Noutro giro, considerando as disposições legais sobre o tema, o Código de Defesa do
Consumidor traz expressamente a necessidade de verificação de culpa dos profissionais
liberais. Dessa maneira, aparentemente, ainda que a cirurgia estética seja considerada com
obrigação de resultado e gere presunção de culpa do profissional, pelos disposto no referido
codex, se houver prova de que não incorreu em imperícia, negligência ou imprudência,
também estaria afastado o dever de indenizar, como se se tratasse unicamente de inversão
processual do ônus da prova. Entretanto, a abordagem é diferente por parte da doutrina e
praticamente não observado na jurisprudência atual, uma vez que, presente a inexecução
contratual, presente também estará o dever de indenizar, como se responsabilidade objetiva
fosse, mas com absoluta impropriedade o uso do termo, pois, na verdade, como já
mencionado, trata-se de hipóteses de responsabilidade subjetiva com culpa presumida.
Assim, o mais correto, a princípio, seria o entendimento apresentado por Giselda
Maria Fernandes Novaes Hironaka, no sentido de que a verificação do tipo da obrigação
assumida pelo cirurgião dependerá do caso concreto: se prometeu alcançar determinado
resultado, apresentando fotografias “antes e depois” e levando o paciente a concluir que ficará
de determinada maneira, caracterizada estará obrigação de fim; deixando claro que se não
garante o resultado, será obrigação de meio. Entretanto, na prática, se assim fosse, difícil
imaginar uma situação em que alguém se submeteria a esse tipo de cirurgia, principalmente
sem ter a exata noção de como ficará depois; por isso a obrigação de resultado parece mais
alinhada às expectativas dos pacientes que se submetem a esse tipo de cirurgia.
127
O grande cuidado que deve ser tomado é para que os Tribunais não considerem a
questão de maneira tão estanque, ou seja, não alcançado o resultado, presente o dever de
indenizar, mas se existir inexecução que fuja do seu alcance, como caso fortuito, força maior
e culpa exclusiva da vítima, não deve ser o médico responsabilizado; e nesse tocante se insere
a álea do corpo, pois se impossível de ser aferido motivo físico próprio do paciente que
impeça a execução, caracterizado estaria o rompimento do nexo de causalidade.

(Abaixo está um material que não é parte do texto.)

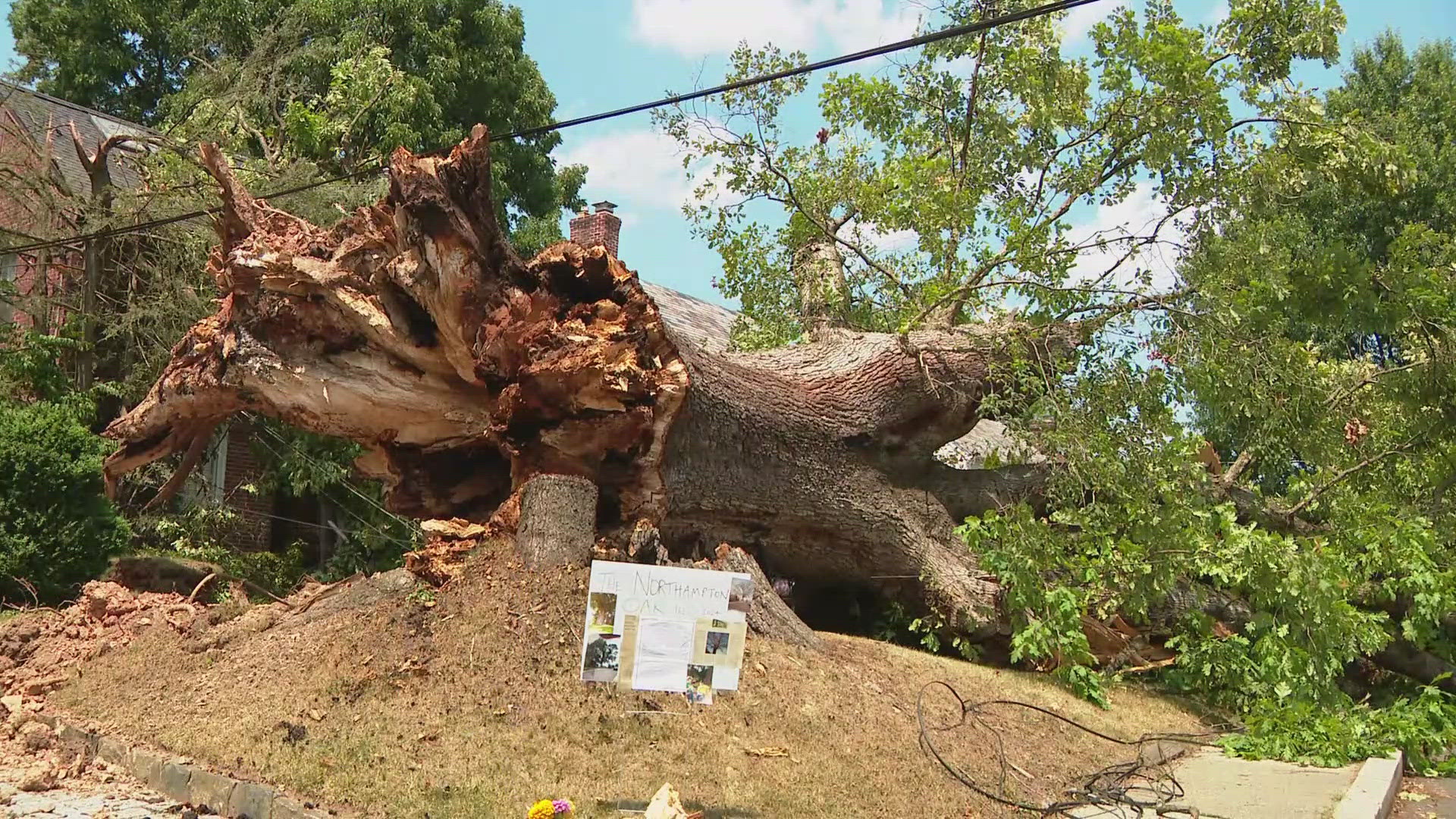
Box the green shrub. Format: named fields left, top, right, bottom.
left=0, top=400, right=131, bottom=604
left=136, top=504, right=304, bottom=595
left=1223, top=686, right=1456, bottom=777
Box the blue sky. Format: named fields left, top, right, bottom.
left=0, top=0, right=1456, bottom=303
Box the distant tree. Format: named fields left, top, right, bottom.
left=10, top=0, right=585, bottom=234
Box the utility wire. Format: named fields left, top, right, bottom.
left=0, top=0, right=1098, bottom=255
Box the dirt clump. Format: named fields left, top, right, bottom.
left=0, top=582, right=207, bottom=697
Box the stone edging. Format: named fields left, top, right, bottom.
left=1334, top=751, right=1405, bottom=819
left=35, top=714, right=329, bottom=819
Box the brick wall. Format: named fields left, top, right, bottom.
left=223, top=419, right=277, bottom=551
left=571, top=202, right=622, bottom=256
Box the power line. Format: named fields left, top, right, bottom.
left=0, top=0, right=1098, bottom=255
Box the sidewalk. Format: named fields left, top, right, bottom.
left=1391, top=777, right=1456, bottom=819
left=1078, top=748, right=1363, bottom=819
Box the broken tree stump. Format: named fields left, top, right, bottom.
left=516, top=475, right=597, bottom=568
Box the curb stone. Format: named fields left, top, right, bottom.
left=35, top=714, right=329, bottom=819
left=1332, top=751, right=1405, bottom=819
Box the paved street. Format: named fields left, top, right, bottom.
left=1391, top=777, right=1456, bottom=819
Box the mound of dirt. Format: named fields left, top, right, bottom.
left=28, top=544, right=1198, bottom=819
left=0, top=582, right=206, bottom=697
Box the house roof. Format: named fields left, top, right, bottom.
left=642, top=281, right=738, bottom=353
left=0, top=82, right=157, bottom=196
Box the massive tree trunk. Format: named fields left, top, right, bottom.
left=106, top=127, right=1083, bottom=628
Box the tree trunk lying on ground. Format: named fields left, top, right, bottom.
left=106, top=128, right=1447, bottom=693
left=106, top=128, right=1083, bottom=638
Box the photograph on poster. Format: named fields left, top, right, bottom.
left=687, top=666, right=714, bottom=705
left=581, top=634, right=622, bottom=682
left=728, top=577, right=753, bottom=612
left=587, top=592, right=617, bottom=631
left=703, top=631, right=728, bottom=654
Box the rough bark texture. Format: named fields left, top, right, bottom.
left=714, top=547, right=820, bottom=648
left=106, top=128, right=1083, bottom=628
left=516, top=475, right=597, bottom=568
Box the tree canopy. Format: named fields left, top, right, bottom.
left=673, top=0, right=1456, bottom=767
left=10, top=0, right=584, bottom=227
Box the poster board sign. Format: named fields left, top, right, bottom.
left=581, top=560, right=753, bottom=704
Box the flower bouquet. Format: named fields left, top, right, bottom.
left=526, top=799, right=573, bottom=819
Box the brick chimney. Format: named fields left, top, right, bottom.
left=571, top=201, right=622, bottom=256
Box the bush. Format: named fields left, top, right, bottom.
left=136, top=504, right=304, bottom=595
left=0, top=402, right=131, bottom=604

Quanto à inversão do ônus da prova, presente no Código de Defesa do Consumidor, há
discussão sobre sua aplicabilidade ou não para as obrigações médicas. De todo o modo, em se
tratando de obrigação de resultado, tal discussão se torna irrelevante, pois pela sua própria
natureza, existirá inversão do ônus da prova, já que existe presunção de culpa em desvafor do
profissional, conforme o entendimento que prevalece atualmente na jurisprudência nacional.
O tema, enfim, carrega consigo tamanha complexidade que necessita, pois, de estudos
e discussões contínuos. O presente trabalho apenas buscou delinear o tratamento jurídico
conferido pela doutrina e jurisprudência atual ao tema, na busca de facilitar o entendimento
quanto à interação que sempre existirá entre as ciências médicas e as jurídicas, mormente no
tocante à responsabilidade civil decorrente das cirurgias estéticas, assunto cada vez mais em
voga diante da utilização cada vez mais comum dos referidos procedimentos. Em se tratando
de um tema ligado aos constantes avanços das ciências médicas, não poderia ser tratado, de
modo algum, com exaustão ou com soluções estanques.